Lab: build and validate a device inventory

Goal

Create a valid JSON inventory and read it with Python.

Task 1: create inventory.json

{
  "site": "Branch-10",
  "devices": [
    {
      "hostname": "BR10-R1",
      "mgmt_ip": "10.10.10.1",
      "platform": "IOS-XE",
      "role": "router",
      "restconf_enabled": true
    },
    {
      "hostname": "BR10-SW1",
      "mgmt_ip": "10.10.10.2",
      "platform": "IOS-XE",
      "role": "switch",
      "restconf_enabled": false
    }
  ]
}

Task 2: validate it

python3 -m json.tool inventory.json

Task 3: read it with Python

Create read_inventory.py:

import json

with open("inventory.json") as f:
    inventory = json.load(f)

print(f"Site: {inventory['site']}")

for device in inventory["devices"]:
    restconf = "yes" if device["restconf_enabled"] else "no"
    print(f"{device['hostname']} {device['mgmt_ip']} RESTCONF={restconf}")

Run it:

python3 read_inventory.py

Expected output:

Site: Branch-10
BR10-R1 10.10.10.1 RESTCONF=yes
BR10-SW1 10.10.10.2 RESTCONF=no

Task 4: break it on purpose

Change true to True in the JSON file. Run the validator again.

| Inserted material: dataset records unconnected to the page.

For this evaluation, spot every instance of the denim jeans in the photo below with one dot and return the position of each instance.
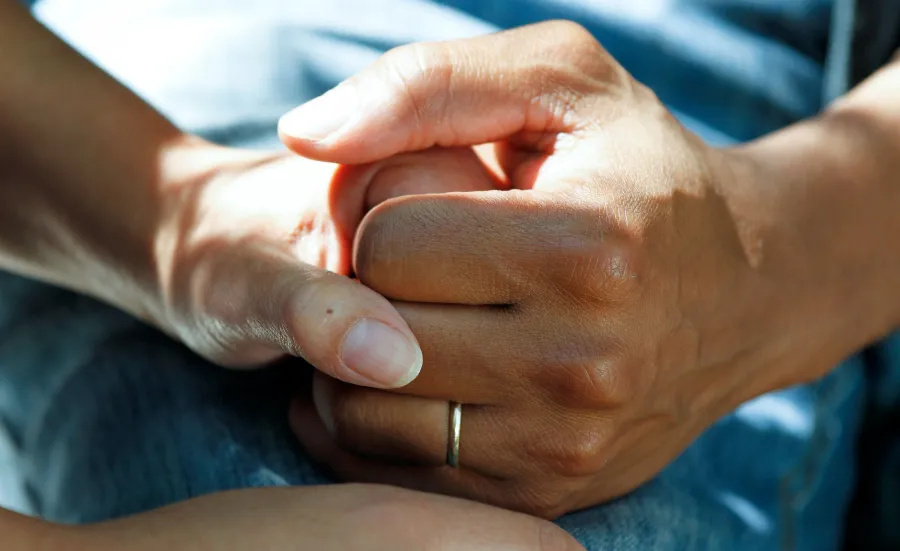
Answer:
(101, 416)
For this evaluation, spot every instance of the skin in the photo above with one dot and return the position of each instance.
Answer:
(330, 518)
(241, 255)
(631, 288)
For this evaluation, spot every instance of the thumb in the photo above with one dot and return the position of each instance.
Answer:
(266, 304)
(527, 81)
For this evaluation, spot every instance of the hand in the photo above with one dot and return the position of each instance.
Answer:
(325, 518)
(632, 289)
(255, 253)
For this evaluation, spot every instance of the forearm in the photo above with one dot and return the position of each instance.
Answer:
(86, 169)
(827, 194)
(21, 533)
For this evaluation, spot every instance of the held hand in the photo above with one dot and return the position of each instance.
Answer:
(594, 320)
(325, 518)
(254, 259)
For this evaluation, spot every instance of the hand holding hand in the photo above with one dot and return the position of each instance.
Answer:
(254, 258)
(629, 291)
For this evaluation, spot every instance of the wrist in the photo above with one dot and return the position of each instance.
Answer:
(821, 207)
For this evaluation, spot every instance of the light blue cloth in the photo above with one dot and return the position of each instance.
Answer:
(101, 416)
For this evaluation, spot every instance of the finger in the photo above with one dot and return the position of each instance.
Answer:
(452, 93)
(541, 497)
(262, 300)
(355, 189)
(404, 429)
(472, 354)
(495, 247)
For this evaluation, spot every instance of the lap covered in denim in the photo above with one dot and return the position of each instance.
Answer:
(101, 416)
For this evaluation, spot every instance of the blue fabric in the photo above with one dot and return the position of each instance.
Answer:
(114, 418)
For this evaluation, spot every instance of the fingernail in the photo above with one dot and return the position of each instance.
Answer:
(319, 118)
(381, 354)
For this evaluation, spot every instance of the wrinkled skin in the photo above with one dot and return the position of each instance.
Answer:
(627, 291)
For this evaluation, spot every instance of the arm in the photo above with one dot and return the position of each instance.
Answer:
(223, 248)
(28, 534)
(664, 282)
(85, 170)
(825, 195)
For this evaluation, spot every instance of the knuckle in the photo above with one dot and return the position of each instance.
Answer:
(581, 455)
(573, 35)
(544, 502)
(590, 381)
(573, 451)
(348, 414)
(413, 72)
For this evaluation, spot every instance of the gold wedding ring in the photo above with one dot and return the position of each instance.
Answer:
(454, 424)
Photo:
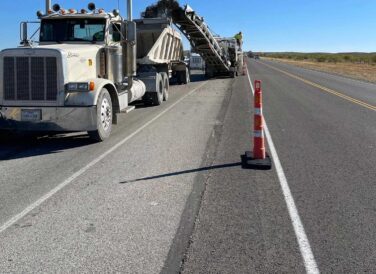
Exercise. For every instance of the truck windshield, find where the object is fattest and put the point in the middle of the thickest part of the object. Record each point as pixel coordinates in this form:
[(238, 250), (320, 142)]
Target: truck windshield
[(71, 29)]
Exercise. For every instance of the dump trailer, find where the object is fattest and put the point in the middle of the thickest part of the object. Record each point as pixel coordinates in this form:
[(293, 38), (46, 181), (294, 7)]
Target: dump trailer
[(86, 68)]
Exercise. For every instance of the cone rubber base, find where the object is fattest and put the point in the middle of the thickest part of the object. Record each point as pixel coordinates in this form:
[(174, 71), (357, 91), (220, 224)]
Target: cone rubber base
[(248, 162)]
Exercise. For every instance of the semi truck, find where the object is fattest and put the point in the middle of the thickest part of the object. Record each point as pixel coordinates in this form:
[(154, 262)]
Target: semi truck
[(87, 67)]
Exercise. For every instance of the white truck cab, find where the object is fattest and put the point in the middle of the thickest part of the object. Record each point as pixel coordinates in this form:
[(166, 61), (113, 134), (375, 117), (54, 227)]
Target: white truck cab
[(81, 74)]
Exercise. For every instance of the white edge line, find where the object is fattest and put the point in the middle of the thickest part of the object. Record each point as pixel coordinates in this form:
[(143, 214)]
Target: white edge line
[(304, 246), (69, 180)]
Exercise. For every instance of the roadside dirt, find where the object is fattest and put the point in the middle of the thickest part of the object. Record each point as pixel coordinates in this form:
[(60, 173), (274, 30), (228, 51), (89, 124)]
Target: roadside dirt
[(364, 72)]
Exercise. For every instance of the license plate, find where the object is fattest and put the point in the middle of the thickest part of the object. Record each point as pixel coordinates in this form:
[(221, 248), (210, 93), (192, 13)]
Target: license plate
[(31, 115)]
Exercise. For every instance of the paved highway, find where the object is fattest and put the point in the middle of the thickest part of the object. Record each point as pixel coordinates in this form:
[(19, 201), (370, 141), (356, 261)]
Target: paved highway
[(167, 192)]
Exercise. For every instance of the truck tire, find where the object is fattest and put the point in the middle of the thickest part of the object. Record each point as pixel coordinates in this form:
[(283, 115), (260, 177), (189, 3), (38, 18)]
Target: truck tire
[(104, 117)]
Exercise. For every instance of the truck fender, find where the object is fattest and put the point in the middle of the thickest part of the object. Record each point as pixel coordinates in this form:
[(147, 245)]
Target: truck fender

You should see an error. That error is the point of the lab: many automation failures are not deep network problems. They are malformed payloads.

What to memorize

  • Object: { "key": "value" }.
  • Array: [ item1, item2 ].
  • Strings use double quotes.
  • Keys use double quotes.
  • true, false, and null are lowercase.
  • No trailing commas.
  • No comments.
  • JSON data maps naturally to Python dictionaries and lists.

Exam-ready summary

When you see JSON on ENCOR, slow down and check syntax first: braces, brackets, commas, colons, double quotes, lowercase booleans, and no trailing commas. Then read the structure: object, array, nested object, nested array. If you can do that, you can interpret most API payloads and avoid the easy traps.